That's a good call. I have a PS3(?) mic/camera that I was using when I was running the original Mycroft project on a Pi. I wonder if that would help with the inbuilt HA mic not waking for most of my family, most of the time. I will have to look at my VA Preview device and its specs later because I'm not sure if you can connect an external mic to it out-of-the-box.

by ethagnawl

3/16/2026 at 3:39:07 PM

Alexa devices have these (or used to at least), but Google Home's never did. So it shouldn't be necessary.

by IshKebab

3/16/2026 at 4:05:23 PM

Yeah a small (ideally personalized) wakeword model would probably outperform just about any audio wizardry.

by jcims

3/16/2026 at 6:29:44 PM

What about your wifi APs sensing which room you are in, with your choice of hilarious dance moves as the trigger ?

Funky chicken for Gemini

Penguin dance for OpenAI

Claude?

by robotswantdata

3/16/2026 at 3:22:21 PM

Why not use an easier to detect wake “word”, like two claps in quick succession? Or a couple of notes of a melody?

by senkora

3/16/2026 at 3:26:44 PM

Can't clap if your hands are full and I would not subject my family to my attempts at delivering a melody.

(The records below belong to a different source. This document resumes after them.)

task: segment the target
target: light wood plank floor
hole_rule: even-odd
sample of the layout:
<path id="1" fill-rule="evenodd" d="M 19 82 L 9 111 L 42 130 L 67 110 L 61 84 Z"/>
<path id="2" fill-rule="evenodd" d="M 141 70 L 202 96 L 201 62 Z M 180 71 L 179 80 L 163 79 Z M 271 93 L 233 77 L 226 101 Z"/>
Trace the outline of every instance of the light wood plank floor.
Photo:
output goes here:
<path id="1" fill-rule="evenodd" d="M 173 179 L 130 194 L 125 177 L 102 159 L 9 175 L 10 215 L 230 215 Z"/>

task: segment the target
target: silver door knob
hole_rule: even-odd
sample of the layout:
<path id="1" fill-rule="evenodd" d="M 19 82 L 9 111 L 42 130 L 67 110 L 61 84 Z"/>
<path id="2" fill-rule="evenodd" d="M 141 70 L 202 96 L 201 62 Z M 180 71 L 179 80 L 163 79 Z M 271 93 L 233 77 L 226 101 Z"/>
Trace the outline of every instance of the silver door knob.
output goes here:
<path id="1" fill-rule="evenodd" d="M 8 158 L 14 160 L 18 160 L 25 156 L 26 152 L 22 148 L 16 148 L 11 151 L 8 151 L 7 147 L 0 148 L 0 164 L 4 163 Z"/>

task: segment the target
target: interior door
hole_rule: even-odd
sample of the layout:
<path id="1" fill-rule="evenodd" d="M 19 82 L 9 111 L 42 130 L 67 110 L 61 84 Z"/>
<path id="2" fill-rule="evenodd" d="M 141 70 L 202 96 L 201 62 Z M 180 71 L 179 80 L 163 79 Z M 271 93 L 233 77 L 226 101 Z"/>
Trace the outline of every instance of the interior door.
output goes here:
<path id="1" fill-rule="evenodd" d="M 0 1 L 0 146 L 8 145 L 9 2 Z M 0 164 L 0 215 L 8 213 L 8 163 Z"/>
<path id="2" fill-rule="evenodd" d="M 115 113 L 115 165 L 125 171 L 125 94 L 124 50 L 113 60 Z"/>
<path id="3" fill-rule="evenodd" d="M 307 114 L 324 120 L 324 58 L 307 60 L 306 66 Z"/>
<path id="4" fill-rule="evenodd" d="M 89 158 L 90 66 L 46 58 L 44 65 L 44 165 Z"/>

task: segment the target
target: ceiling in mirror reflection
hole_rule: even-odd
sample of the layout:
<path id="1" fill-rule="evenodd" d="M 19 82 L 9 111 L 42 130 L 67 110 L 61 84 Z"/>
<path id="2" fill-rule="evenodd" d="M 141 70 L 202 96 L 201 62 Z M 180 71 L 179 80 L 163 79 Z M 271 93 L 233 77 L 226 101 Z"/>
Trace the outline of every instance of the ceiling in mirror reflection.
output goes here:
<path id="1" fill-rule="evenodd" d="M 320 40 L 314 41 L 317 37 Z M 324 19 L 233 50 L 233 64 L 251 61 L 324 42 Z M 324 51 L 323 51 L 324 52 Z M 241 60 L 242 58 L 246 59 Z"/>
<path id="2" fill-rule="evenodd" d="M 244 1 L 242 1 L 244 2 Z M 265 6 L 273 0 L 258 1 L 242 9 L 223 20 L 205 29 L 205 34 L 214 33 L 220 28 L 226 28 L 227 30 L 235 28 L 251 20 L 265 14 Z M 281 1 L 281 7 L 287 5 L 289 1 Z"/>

I haven't tried training my own wake word though, I'm tempted to see if it improves things.

by hamdingers

3/16/2026 at 7:08:48 PM

What about whistling?

by otikik

3/16/2026 at 4:50:22 PM

Personally I'd pick "Cthulhu"

by airstrike

3/16/2026 at 4:29:29 PM

One that I have been experimenting with is using analog phones (including rotary ones!) to act as the satellites. I live in an older home and have phone jacks in most of the rooms already so I only had to use a single analog telephone adapter. [0] The downside is I don't have wake word support, but it makes it more private and I don't find myself missing my smart speakers that much. At some point I would like to also support other types of calls on the phones, but for now I need to get an LLM hooked up to it.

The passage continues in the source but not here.